Absolute Sovereignty and the Purposes of God
   In the previous blog I said I would address the question of how God can cause or create good and evil and not be either contradictory in nature, or the author of evil. I cited some passages to demonstrate that the Bible does indeed teach that God’s sovereignty extends to all types of action, and so this question is not one that can, or should, be avoided.
   In the first place, I hope we have seen that, unlike the God of the Qur’an and the Hadith, the God of the Bible is perfectly loving, perfectly just, and perfectly merciful. (One point that Geisler and Saleeb make well is the fact that Muslim theologians refuse to say that God can be defined by abstract concepts such as “love” or “hate”: God is God, and He is loving, compassionate, wrathful, or whatever He needs to be as He sees fit at that time.) So God’s nature is defined by these things. God cannot be malicious, unjust, or callous any more than God could sin. So when God turns the Assyrians against Israel, or puts it in the heart of the Roman and Jewish leaders to crucify Christ, or whatever acts of evil may be done by evil men, while the hearts of those performing the acts are motivated by evil, God is using their wickedness for His good and holy purposes.

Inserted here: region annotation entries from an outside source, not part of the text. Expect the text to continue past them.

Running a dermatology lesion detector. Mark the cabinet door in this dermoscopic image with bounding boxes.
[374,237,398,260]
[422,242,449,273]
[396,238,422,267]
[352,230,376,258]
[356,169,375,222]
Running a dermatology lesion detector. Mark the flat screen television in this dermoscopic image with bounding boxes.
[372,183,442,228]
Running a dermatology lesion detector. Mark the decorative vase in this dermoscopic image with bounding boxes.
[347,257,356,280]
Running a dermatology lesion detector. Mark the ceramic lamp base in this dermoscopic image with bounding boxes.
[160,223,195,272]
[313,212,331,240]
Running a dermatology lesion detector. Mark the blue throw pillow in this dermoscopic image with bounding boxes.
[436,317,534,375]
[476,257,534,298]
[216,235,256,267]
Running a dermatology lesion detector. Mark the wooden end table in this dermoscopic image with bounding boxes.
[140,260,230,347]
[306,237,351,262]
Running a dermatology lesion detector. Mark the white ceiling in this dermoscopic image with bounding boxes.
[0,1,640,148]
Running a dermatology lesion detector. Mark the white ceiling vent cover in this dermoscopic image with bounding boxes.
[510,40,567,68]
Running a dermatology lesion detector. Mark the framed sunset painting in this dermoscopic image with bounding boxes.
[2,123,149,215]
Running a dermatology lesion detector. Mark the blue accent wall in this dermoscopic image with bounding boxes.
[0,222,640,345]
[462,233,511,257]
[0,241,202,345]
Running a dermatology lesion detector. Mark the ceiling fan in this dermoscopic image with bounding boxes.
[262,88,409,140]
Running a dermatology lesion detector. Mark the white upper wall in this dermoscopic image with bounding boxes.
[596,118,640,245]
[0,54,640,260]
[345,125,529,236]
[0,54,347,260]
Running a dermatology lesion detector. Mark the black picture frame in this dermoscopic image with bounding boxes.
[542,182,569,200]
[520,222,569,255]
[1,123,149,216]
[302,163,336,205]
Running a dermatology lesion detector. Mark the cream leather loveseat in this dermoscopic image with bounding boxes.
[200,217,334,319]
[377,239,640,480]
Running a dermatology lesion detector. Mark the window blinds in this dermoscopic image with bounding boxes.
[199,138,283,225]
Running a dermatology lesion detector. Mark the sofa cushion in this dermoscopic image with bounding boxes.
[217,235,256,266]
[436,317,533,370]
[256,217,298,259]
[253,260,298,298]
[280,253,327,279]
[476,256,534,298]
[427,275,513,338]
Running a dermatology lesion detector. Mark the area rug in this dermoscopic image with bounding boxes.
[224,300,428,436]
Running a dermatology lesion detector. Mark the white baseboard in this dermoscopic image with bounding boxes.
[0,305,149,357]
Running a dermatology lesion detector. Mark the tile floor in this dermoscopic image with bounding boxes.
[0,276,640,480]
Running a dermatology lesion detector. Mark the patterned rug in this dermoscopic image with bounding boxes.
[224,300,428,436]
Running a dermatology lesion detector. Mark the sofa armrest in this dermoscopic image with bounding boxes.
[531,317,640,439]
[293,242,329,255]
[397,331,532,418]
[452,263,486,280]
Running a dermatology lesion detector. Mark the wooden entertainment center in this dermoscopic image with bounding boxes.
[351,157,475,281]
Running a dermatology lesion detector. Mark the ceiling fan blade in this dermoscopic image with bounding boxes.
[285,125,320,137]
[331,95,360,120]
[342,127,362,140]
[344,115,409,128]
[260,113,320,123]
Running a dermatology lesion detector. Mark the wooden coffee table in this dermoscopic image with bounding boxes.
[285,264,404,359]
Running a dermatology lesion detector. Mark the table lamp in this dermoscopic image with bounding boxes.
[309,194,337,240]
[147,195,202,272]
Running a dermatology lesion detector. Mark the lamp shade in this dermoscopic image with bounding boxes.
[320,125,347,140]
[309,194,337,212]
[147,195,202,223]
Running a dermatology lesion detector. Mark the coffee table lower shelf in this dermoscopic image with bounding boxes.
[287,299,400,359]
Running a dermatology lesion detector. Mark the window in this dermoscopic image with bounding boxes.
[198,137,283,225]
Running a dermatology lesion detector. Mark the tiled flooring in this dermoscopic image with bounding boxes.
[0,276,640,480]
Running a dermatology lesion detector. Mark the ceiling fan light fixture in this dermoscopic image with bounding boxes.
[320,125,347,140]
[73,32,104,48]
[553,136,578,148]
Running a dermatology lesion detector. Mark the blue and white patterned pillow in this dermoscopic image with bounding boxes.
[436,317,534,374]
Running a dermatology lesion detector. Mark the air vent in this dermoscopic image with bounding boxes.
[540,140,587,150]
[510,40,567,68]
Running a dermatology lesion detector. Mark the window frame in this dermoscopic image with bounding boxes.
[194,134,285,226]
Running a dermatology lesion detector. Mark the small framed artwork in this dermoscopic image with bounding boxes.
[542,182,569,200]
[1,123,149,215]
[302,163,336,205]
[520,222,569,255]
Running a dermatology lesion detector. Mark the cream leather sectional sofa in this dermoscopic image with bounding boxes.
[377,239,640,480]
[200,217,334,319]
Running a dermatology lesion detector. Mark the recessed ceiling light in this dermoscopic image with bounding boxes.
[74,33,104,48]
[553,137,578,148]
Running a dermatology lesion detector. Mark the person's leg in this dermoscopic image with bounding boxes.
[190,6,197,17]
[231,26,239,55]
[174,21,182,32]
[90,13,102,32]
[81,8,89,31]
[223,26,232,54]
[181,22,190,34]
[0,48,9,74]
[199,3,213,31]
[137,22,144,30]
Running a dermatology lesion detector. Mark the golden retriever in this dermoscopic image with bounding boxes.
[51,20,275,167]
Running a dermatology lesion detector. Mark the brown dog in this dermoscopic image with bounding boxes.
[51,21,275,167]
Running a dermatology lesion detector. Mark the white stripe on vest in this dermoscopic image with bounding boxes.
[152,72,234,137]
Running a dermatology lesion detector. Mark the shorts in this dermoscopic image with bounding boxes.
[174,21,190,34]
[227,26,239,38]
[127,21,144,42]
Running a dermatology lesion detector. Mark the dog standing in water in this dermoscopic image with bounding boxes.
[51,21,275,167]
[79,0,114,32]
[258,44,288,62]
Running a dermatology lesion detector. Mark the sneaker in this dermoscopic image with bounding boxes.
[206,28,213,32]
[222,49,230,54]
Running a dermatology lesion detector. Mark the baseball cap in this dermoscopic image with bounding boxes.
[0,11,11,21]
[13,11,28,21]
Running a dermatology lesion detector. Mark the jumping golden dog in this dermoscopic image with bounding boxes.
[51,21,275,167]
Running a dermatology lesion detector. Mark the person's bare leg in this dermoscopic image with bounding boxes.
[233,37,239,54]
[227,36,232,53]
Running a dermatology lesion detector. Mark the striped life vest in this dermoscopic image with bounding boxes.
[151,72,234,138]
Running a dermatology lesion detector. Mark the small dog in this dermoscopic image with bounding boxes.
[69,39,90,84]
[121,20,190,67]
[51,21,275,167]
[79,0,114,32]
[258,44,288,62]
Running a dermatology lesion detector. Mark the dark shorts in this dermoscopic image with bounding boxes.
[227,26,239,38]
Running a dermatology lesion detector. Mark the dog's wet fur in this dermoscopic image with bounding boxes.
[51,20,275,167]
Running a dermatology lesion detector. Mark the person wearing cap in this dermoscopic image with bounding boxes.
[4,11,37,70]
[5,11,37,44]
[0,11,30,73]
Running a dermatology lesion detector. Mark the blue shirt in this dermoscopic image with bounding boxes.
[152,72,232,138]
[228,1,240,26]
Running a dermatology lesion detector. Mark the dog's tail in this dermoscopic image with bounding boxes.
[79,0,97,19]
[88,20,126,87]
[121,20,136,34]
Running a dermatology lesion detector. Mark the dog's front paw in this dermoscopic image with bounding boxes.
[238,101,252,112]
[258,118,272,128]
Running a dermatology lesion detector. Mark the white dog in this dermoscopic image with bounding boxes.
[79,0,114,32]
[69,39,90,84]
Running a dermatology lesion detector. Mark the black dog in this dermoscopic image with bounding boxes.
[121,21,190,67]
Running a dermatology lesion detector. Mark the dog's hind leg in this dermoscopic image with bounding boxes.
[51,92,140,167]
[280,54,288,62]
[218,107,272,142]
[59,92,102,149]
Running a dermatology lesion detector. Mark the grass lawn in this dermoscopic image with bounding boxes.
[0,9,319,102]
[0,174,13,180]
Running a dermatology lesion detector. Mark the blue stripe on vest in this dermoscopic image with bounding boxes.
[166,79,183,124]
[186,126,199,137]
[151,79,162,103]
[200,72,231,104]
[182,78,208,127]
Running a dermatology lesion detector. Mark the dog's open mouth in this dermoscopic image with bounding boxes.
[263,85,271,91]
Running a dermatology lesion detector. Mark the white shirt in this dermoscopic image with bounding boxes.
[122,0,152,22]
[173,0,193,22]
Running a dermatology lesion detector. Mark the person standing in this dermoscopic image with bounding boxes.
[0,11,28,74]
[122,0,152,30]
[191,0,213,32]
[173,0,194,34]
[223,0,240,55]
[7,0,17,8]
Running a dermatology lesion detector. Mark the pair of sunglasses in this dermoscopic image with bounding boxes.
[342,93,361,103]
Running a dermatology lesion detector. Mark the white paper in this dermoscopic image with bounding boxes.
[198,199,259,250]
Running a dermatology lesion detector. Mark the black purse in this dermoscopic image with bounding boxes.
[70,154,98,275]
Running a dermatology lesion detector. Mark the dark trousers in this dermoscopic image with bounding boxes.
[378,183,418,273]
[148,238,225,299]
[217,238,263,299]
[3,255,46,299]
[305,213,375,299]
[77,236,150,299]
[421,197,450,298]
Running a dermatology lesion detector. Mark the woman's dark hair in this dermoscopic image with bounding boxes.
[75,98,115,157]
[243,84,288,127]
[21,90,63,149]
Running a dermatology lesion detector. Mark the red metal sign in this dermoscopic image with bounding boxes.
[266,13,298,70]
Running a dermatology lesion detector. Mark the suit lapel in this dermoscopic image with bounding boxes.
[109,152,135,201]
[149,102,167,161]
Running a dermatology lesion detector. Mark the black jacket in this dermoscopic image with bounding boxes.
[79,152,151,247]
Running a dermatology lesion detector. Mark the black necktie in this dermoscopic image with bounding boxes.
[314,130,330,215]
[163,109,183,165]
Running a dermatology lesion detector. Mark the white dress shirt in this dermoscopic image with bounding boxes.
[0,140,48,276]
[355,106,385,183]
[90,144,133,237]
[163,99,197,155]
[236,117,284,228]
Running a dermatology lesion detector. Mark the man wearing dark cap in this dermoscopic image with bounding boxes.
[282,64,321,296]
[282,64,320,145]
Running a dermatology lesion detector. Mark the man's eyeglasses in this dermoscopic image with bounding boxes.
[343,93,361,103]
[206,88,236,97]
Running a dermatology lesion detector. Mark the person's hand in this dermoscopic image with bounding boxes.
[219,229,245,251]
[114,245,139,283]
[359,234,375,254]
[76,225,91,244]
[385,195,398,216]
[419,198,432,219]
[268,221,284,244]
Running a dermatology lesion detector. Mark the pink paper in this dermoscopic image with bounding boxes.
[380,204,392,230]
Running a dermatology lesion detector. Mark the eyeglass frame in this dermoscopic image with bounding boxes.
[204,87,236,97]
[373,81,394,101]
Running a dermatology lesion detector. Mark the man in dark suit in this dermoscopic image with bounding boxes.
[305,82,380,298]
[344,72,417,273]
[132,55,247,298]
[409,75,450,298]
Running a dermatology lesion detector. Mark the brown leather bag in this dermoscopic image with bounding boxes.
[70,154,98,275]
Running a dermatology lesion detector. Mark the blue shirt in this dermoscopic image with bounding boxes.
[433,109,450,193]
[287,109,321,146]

Is this not precisely what Joseph is saying in Genesis 50:20? The evil intentions of the sinful hearts of his brothers were actually for the glorious and righteous purpose of God in saving many people. From the very beginning, God’s motives were pure, and even though sinful acts were necessary for the outworking of His plan, God did not sin, and He did not need to coerce Joseph’s brothers into sin. Joseph’s brothers willfully, and gladly committed the sin. For this reason, God is not the author of sin, because God’s intentions were never evil; there is no sin in God, so God cannot “author” sin. However, the brothers intended evil from the beginning, and committed sin from hearts that were naturally disposed to wickedness.

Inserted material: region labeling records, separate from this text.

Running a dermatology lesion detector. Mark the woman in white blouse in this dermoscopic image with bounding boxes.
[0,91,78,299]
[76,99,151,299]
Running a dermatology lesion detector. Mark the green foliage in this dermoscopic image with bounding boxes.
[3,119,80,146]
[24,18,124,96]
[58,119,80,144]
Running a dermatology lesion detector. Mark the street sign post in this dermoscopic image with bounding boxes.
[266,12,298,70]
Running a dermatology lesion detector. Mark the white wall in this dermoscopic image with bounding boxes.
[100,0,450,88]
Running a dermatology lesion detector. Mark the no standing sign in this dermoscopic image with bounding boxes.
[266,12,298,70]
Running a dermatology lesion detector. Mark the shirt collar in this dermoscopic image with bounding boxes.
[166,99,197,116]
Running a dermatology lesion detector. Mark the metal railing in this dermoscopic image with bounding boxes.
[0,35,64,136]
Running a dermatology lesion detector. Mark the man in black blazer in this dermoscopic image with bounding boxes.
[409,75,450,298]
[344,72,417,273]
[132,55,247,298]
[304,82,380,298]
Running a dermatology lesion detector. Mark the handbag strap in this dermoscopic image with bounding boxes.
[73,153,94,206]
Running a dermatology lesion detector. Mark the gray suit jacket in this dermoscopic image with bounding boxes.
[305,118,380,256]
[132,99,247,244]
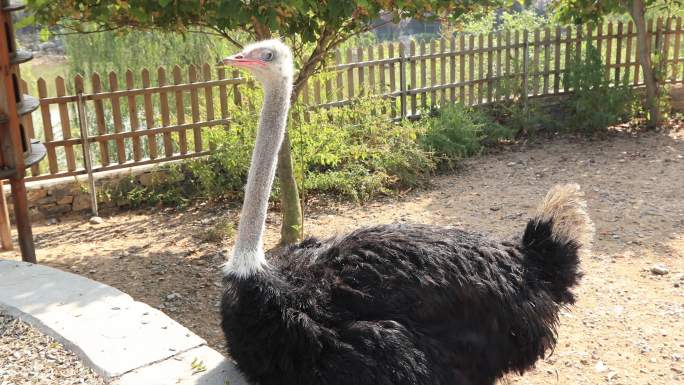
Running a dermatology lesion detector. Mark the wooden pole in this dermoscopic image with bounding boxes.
[10,178,38,263]
[76,91,99,217]
[0,180,14,251]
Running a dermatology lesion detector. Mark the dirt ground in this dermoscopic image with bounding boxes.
[2,128,684,385]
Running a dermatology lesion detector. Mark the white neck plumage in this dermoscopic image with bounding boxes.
[223,77,292,277]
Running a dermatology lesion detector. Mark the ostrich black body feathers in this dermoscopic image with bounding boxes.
[221,216,581,385]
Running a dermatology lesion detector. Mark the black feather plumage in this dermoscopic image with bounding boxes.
[221,218,581,385]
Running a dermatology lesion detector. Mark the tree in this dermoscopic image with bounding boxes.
[26,0,510,244]
[554,0,682,128]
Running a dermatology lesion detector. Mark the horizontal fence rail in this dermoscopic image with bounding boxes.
[22,18,684,180]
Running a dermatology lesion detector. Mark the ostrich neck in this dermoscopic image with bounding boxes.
[224,78,292,276]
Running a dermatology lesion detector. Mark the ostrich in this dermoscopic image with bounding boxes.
[221,40,592,385]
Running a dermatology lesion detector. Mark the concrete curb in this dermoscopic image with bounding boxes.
[0,260,247,385]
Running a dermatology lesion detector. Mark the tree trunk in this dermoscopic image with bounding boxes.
[629,0,660,128]
[252,19,302,245]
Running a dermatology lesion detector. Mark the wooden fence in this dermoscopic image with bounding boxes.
[23,18,684,180]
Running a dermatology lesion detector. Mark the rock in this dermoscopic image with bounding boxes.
[88,217,104,225]
[594,361,608,373]
[26,188,47,202]
[166,293,181,301]
[57,195,74,205]
[651,264,670,275]
[38,203,71,217]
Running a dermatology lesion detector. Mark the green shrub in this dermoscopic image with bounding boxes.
[419,104,513,167]
[290,98,434,201]
[563,46,637,133]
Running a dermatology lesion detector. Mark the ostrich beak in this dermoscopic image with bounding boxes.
[223,52,266,68]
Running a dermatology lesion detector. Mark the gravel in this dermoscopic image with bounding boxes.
[0,314,105,385]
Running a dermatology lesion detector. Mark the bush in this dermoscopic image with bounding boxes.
[563,46,638,133]
[290,98,434,201]
[419,104,514,167]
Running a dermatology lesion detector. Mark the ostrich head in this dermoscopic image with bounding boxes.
[223,40,294,277]
[223,39,294,87]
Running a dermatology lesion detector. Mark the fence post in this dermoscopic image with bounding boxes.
[522,30,537,111]
[76,90,99,217]
[399,41,406,119]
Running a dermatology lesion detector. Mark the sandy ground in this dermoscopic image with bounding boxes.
[0,314,104,385]
[2,129,684,385]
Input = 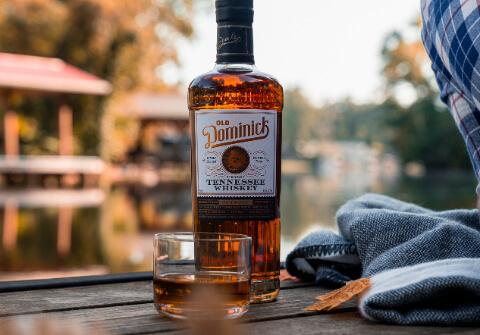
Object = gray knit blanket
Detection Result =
[286,194,480,325]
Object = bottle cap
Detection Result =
[215,0,253,24]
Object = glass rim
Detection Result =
[153,232,252,242]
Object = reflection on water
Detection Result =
[0,172,476,281]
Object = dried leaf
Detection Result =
[280,270,302,282]
[304,277,372,311]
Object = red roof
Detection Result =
[0,53,112,95]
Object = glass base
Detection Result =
[250,278,280,304]
[155,304,249,319]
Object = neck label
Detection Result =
[195,109,277,198]
[217,25,253,61]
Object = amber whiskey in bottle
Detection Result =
[188,0,283,303]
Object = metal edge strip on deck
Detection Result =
[0,271,153,293]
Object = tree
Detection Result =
[0,0,194,160]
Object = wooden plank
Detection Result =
[0,156,106,175]
[169,312,480,335]
[0,188,105,208]
[0,281,355,334]
[0,303,480,335]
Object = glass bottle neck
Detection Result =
[216,22,255,64]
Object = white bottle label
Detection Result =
[195,109,277,197]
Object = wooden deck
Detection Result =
[0,273,480,335]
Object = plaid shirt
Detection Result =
[421,0,480,193]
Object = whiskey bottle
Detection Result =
[188,0,283,303]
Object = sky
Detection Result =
[159,0,420,106]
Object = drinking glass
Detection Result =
[153,233,252,319]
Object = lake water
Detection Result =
[0,171,476,281]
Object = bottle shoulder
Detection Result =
[189,67,283,88]
[188,64,283,112]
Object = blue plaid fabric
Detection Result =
[421,0,480,193]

   One of my favorite passages of Scripture is Romans 8:28: “And we know that in all things God works for the good of those who love him, who have been called according to his purpose.” I will often belabor the point that Paul does not say that God only works in good things, but He works in all things; this would include the sinful actions of men. But here I would like you to notice the latter part of the verse which speaks to God’s motivation for working all things: the good of those who love Him, i.e., His people. If ever a Christian had a reason to feel good about himself, Paul gives it to him here! Every single movement of every atom or particle in the universe has been purposed by God for the benefit of His people. Every birth, every death, every sunrise, every hurricane, every act of benevolence, every act of evil–all with the purpose of bringing about good for the People of God, the Bride of Christ, His Church. Doesn’t that make you feel special? 🙂 And what a contrast to the God of Islam who condemns the innocent to Hell, chooses equally innocent people for Heaven, and rules the universe on a whim.

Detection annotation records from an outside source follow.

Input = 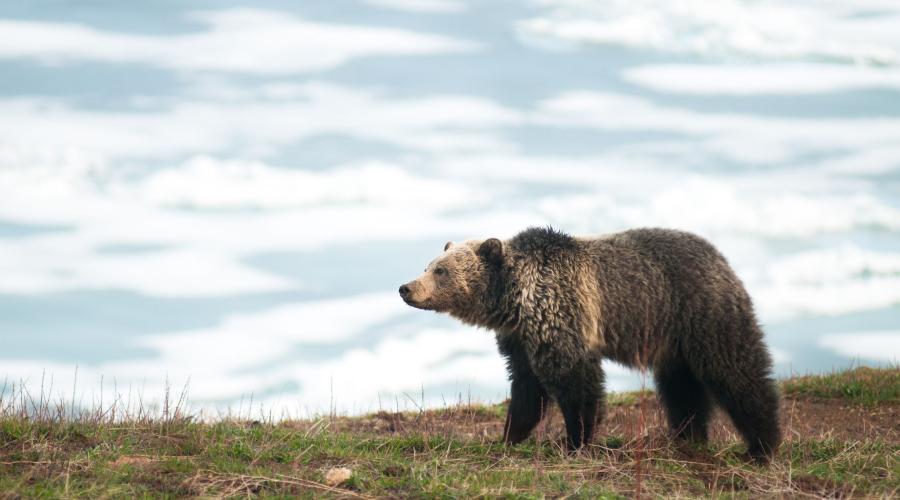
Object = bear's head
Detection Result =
[400,238,503,322]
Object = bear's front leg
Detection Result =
[500,334,550,444]
[540,358,606,452]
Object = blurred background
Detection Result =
[0,0,900,416]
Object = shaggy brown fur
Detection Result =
[400,228,781,461]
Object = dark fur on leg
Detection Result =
[503,370,550,444]
[691,322,781,463]
[709,379,781,463]
[498,341,551,444]
[653,360,712,443]
[554,359,606,452]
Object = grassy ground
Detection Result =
[0,368,900,498]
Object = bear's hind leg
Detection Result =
[707,375,781,463]
[692,328,781,463]
[653,359,712,443]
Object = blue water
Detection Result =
[0,0,900,415]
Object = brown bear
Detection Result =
[400,228,781,462]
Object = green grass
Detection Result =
[0,369,900,498]
[782,367,900,406]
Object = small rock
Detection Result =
[325,467,353,486]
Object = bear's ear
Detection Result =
[476,238,503,263]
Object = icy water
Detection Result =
[0,0,900,414]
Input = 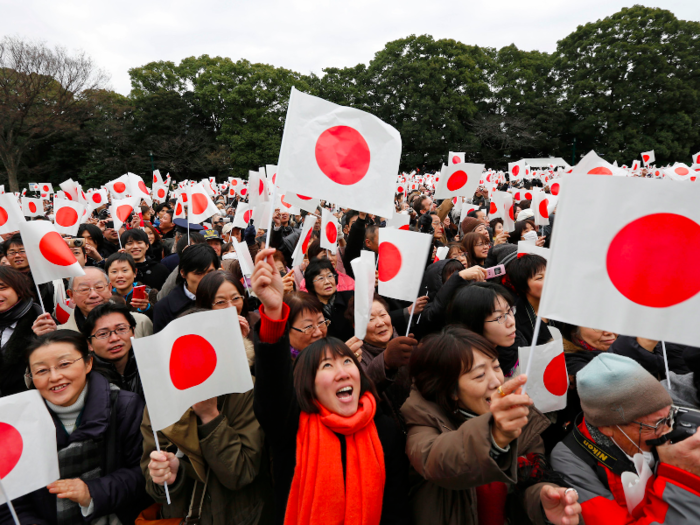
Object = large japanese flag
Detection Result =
[0,193,25,233]
[53,199,85,237]
[22,197,44,217]
[0,390,61,505]
[378,228,433,301]
[292,214,317,266]
[131,308,253,430]
[447,151,465,165]
[19,221,85,284]
[321,208,339,253]
[539,175,700,346]
[277,88,401,217]
[435,163,484,199]
[518,328,569,413]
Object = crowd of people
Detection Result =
[0,173,700,525]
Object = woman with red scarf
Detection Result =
[252,249,410,525]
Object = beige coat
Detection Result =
[401,387,549,525]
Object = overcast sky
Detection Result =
[0,0,700,94]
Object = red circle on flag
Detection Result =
[379,241,402,283]
[192,193,209,215]
[56,206,78,228]
[447,170,468,191]
[170,334,217,390]
[315,126,370,186]
[0,420,22,479]
[606,213,700,308]
[588,166,612,175]
[39,232,77,266]
[542,352,569,396]
[326,222,338,243]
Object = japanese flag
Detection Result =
[350,250,376,339]
[53,199,85,237]
[284,191,321,213]
[187,184,219,224]
[0,193,26,233]
[131,308,253,430]
[0,390,61,504]
[379,228,433,301]
[109,197,138,231]
[277,88,401,217]
[233,202,253,230]
[435,163,484,199]
[321,208,339,253]
[539,175,700,345]
[386,212,411,230]
[22,197,44,217]
[292,214,317,266]
[19,221,85,284]
[447,151,464,165]
[518,328,569,413]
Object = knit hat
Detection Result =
[460,217,484,235]
[576,352,673,427]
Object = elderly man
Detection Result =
[552,352,700,525]
[32,266,153,337]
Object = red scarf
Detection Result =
[284,392,386,525]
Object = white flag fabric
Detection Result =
[19,221,85,284]
[518,328,569,413]
[131,308,253,431]
[435,163,484,199]
[321,208,339,253]
[22,197,44,217]
[539,175,700,345]
[277,88,401,217]
[0,388,61,505]
[292,214,317,267]
[187,184,219,224]
[0,193,25,233]
[350,250,376,339]
[53,199,85,237]
[378,228,433,302]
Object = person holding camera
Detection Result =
[551,352,700,525]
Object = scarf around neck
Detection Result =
[284,392,386,525]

   There is, of course much more that could be said with regard to the doctrine of Qadar. However, I hope this has helped you understand the issues involved, and particularly see the doctrine of God’s sovereignty as something that may be used as a springboard for witnessing to your Muslim neighbors and co-workers, especially when understood from a Biblical viewpoint. May the Lord be pleased to use this information in your witnessing so that many more might be brought into the Kingdom.